Use guid.comb in your database if you need guid keys but don't want to take a big performance hit

COMB Guids have been around since 2002.  In short, WinNT used to use the MAC address of a network card to help generate GUIDs, and they were pseudo-sorted.  Since then, Guid have become more random and not dependent on anything.  Because of this, SQL Server 2000+ incurs a significant performance degradation when you use Guids as primary keys.  The degradation can be up to a factor of 10.  The reason is the random nature of the Guid and the clustered index on the primary key (which seeks to keep them in sequence).

We must remember that a Guid is not a string even thought that's how we see them.  A Guid is a 16-byte data structure.  An int is a 4-byte data structure, so we can simply think of it as 4 times as large.  The kicker is that integer keys are sorted and incremental.  Guids are random.  A clustered index can keep them in order for you, but every insert incurs the job of finding where in the list to insert the new value.  Integer keys just go at the end of the list.

If you are using Guids (and NHibernate), check out the guid.comb key generator.  Read Jimmy Nilsson's article on COMB Guids to understand just why they perform better than normal Guids, and then go through the NHibernate documentation to see how you can use them in your mappings.  Ok, I'll just give you a sample:

<class name="MyClass" table="MyTable" dynamic-update="true">
<id column="Id" type="Guid" name="Id">
<generator class="guid.comb" />
</id>

<property name="Something" type="Int16" not-null="true" />
<property name="SomethingElse" type="Byte" not-null="true" />

</class>

Comments

Paul Hadfield said on 6.03.2009 at 3:26 PM

Hi, I've just come across this article and confused as to why you'd create a clustered index on a GUID - primary keys can, and normally should be non-clustered. A clustered index is only ever useful when you're doing a range scan (i.e. BETWEEN x AND y) - you'd never need to do that on a GUID, therefore you'd never need a clustered index.

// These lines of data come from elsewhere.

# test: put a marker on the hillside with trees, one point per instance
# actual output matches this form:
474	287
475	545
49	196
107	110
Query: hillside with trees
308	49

Tammie said on 8.13.2009 at 7:42 PM

Actually, this totally depends on what type of application you are developing. For one that is highly transactional (lots of inserts and updates), you should always put the clustered index on the primary key field. Why? Because by putting the clustered index on some other field, you risk sacrificing your performance should that field be one that is not sequential and ever increasing. SQL Server will "reshuffle" the entire table on every insert and update. I've seen this happen, and it is a terrible performance killer. On the other hand, if you have a decision making system (reporting, data wherehouse), of course you should put it on a field that will support the most common queries. Also, clustered indexes are great for ranges, but if you are going to retrieve data by a primary key most often, it is best if the data is physically arranged by the primary key, as opposed to being a separate index that has a pointer to that record.

I've seen many systems use guids as primary keys, especially if there is replication involved and/or the object id needs to have some unique external id other than just a number. Therefore, sequential guids make sense if performance is also a requirement.

Anyway, I had a long discussion with a Microsoft presenter who was a SQL Server MVP at a Tech-Ed once and these were the rules of thumb that he presented.

Jeffrey Palermo said on 8.13.2009 at 8:39 PM

@Tammie,

All that is right and valid. These concerns are exactly what the COMB (sequential) guid is used over regular guids.